Application of data mining techniques to study the sex ratio distortion in crossbred dairy cattle

Application of data mining techniques to study the sex ratio distortion in crossbred dairy cattle The present investigation was undertaken to find the efficiency of three data mining techniques to study the sex ratio distortion in crossbred dairy cattle. Information on the date of birth, sex of calf, sire and dam identification number, parity number of dam and date of conception of dam of 873 crossbred calves born to 89 bulls at Cattle Breeding Farm, Thumburmuzhi, Kerala for the period from 1991 to 2005 were utilized for the present study. The three classificatory techniques viz., logistic regression, decision tree and artificial neural networks were employed using the Weka (Witten and Frank, 2005) software. Confusion matrix was developed by each classifier and evaluation of the technique was done by using parameters viz. kappa statistic, mean absolute error, root mean squared error, relative absolute error and root relative squared error.
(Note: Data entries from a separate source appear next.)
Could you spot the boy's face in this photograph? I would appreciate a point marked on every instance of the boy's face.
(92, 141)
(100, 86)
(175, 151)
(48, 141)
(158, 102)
The results revealed that classification by logistic regression was the best as it had maximum (58.72) percentage of correctly classified instances; while the Decision tree (52.75) and artificial neural network (52.29) classifiers had almost similar efficiency. Based on the results obtained in the present study it may be concluded that the sex of calf can be classified using various attributes at an accuracy of 58.70 per cent. The decision tree understands and classifies the problem at a faster rate than the logistic regression and artificial neural network techniques. However, the logistic regression classifies the sex of the calf at a more accurate and better way than the other two classification techniques. Hence among the three techniques used the logistic regression was recommended for the classification of sex of calf in dairy cattle.